Naive Bayes Classifiers

Naive Bayes classifiers are a family of classifiers that are quite similar to the linear models discussed previously. However, they tend to be even faster in training. The price paid for this efficiency is that naive Bayes models often provide generalization performance that is slightly worse than that of linear classifiers like LogisticRegression and LinearSVC.

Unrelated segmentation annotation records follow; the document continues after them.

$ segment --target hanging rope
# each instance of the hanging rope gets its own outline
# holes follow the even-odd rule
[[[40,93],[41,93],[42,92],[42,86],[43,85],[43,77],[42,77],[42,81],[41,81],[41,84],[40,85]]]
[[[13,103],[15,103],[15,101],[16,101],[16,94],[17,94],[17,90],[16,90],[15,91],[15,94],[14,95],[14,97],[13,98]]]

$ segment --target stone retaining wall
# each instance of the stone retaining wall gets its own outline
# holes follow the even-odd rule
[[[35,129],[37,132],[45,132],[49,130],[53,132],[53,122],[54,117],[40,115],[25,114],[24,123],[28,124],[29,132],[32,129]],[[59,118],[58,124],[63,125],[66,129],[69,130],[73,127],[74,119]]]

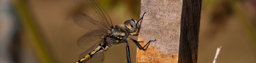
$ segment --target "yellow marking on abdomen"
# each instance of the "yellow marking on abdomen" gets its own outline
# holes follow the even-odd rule
[[[98,51],[98,50],[99,50],[99,49],[100,49],[100,47],[101,46],[98,46],[98,47],[97,47],[97,48],[96,48],[96,49],[94,49],[94,50],[96,51]]]
[[[91,57],[91,56],[90,56],[90,55],[87,55],[85,56],[85,58],[89,58],[90,57]]]
[[[94,53],[95,53],[95,51],[93,51],[92,52],[91,52],[91,55],[92,55]]]

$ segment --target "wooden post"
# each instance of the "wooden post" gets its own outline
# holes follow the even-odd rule
[[[201,0],[143,0],[137,63],[196,63]]]

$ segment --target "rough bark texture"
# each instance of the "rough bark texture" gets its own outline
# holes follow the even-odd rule
[[[144,0],[144,16],[138,41],[146,51],[137,49],[137,63],[196,63],[201,0]],[[142,15],[140,15],[142,17]]]
[[[144,45],[156,39],[143,51],[137,49],[137,63],[177,63],[180,44],[182,0],[141,0],[141,23],[138,41]],[[141,17],[142,15],[141,15]]]
[[[201,0],[183,0],[178,63],[197,63]]]

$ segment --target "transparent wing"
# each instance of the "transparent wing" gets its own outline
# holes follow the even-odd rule
[[[104,41],[103,36],[106,33],[106,31],[90,31],[80,37],[77,39],[76,44],[81,48],[89,49],[92,47],[98,46]]]
[[[73,16],[74,22],[78,26],[89,30],[108,30],[113,26],[109,16],[99,3],[94,0],[73,0],[81,15]],[[91,23],[92,24],[88,24]]]

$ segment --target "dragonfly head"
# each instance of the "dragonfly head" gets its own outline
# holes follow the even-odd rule
[[[124,24],[125,26],[132,32],[134,32],[136,31],[136,23],[134,20],[132,19],[124,22]]]

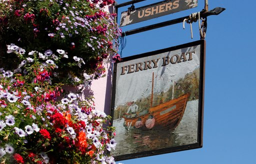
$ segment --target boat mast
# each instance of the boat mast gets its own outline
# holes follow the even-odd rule
[[[172,79],[172,100],[173,100],[174,98],[174,80]]]
[[[152,74],[152,89],[151,90],[151,101],[150,102],[150,107],[153,107],[153,93],[154,90],[154,72]]]

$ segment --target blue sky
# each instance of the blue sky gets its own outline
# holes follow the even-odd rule
[[[121,4],[128,0],[117,0]],[[136,8],[160,0],[146,0]],[[254,0],[209,0],[209,9],[226,10],[208,17],[203,148],[120,161],[136,164],[256,164],[256,22]],[[198,6],[122,28],[124,31],[166,21],[200,11]],[[126,10],[126,8],[122,10]],[[120,9],[121,10],[121,9]],[[126,36],[122,56],[179,45],[200,39],[198,23],[168,26]]]

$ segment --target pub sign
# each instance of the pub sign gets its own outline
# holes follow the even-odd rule
[[[120,26],[196,8],[198,0],[166,0],[121,14]]]
[[[116,160],[202,146],[204,50],[200,40],[114,64]]]

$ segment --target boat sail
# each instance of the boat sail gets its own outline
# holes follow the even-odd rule
[[[174,130],[180,122],[190,96],[190,93],[152,106],[154,79],[153,72],[150,108],[148,111],[124,113],[123,116],[124,118],[124,126],[126,128]]]

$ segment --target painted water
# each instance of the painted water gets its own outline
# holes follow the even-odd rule
[[[114,120],[117,144],[112,154],[118,156],[196,143],[198,106],[198,100],[188,102],[180,122],[172,130],[128,130],[123,126],[124,118]]]

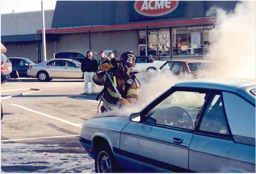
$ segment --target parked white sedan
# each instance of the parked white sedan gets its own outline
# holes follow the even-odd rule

The reason that naive Bayes models are so efficient is that they learn parameters by looking at each feature individually and collect simple per-class statistics from each feature. There are three kinds of naive Bayes classifiers implemented in scikit-learn: GaussianNB, BernoulliNB, and MultinomialNB. GaussianNB can be applied to any continuous data, while BernoulliNB assumes binary data and MultinomialNB assumes count data (that is, that each feature represents an integer count of something, like how often a word appears in a sentence). BernoulliNB and MultinomialNB are mostly used in text data classification.

Advantages of Naive Bayes

  • Very fast to train and to predict
  • Training procedure is easy to understand
  • The models work very well with high-dimensional sparse data and are relatively robust to the parameters

Disadvantages of Naive Bayes

  • Relatively poor generalization performance

Disclaimer: Much of the code in this notebook was borrowed from the excellent book Introduction to Machine Learning with Python by Andreas Muller and Sarah Guido.


In [1]:
import numpy as np
import matplotlib.pyplot as plt
%matplotlib inline

The BernoulliNB classifier counts how often every feature of each class is not zero. This is most easily understood with an example:


In [2]:
X = np.array([[0, 1, 0, 1],
              [1, 0, 1, 1],
              [0, 0, 0, 1],
              [1, 0, 1, 0]])
y = np.array([0, 1, 0, 1])

Here, we have four data points, with four binary features each. There are two classes, 0 and 1. For class 0 (the first and third data points), the first feature is zero two times and nonzero zero times, the second feature is zero one time and nonzero one time, and so on. These same counts are then calculated for the data points in the second class. Counting the nonzero entries per class in essence looks like this:


In [3]:
counts = {}
for label in np.unique(y):
    # iterate over each class
    # count (sum) entries of 1 per feature
    counts[label] = X[y == label].sum(axis=0)
print("Feature counts:\n{}".format(counts))


Feature counts:
{0: array([0, 1, 0, 2]), 1: array([2, 0, 2, 1])}

The other two naive Bayes models, MultinomialNB and GaussianNB, are slightly different in what kinds of statistics they compute. MultinomialNB takes into account the average value of each feature for each class, while GaussianNB stores the average value as well as the standard deviation of each feature for each class.

To make a prediction, a data point is compared to the statistics for each of the classes, and the best matching class is predicted. Interestingly, for both MultinomialNB and BernoulliNB, this leads to a prediction formula that is of the same form as in the linear models. Unfortunately, coef_ for the naive Bayes models has a somewhat different meaning than in the linear models, in that coef_ is not the same as w.

GaussianNB

Let's apply a GaussianNB model to the Iris dataset:


In [18]:
from sklearn import datasets
from sklearn.model_selection import train_test_split
from sklearn.naive_bayes import GaussianNB

iris = datasets.load_iris()

X_train, X_test, y_train, y_test = train_test_split(iris.data, iris.target, random_state=5)

gnb = GaussianNB()
gnb.fit(X_train, y_train)

print("Accuracy on training set: {:.2f}".format(gnb.score(X_train, y_train)))
print("Accuracy on test set: {:.2f}".format(gnb.score(X_test, y_test)))


Accuracy on training set: 0.97
Accuracy on test set: 0.92

Summary

Naive Bayes models are great baseline models and are often used on very large datasets, where training even a linear model might take too long. However, if accuracy is important, there are generally numerous other models which will have better generalization performance.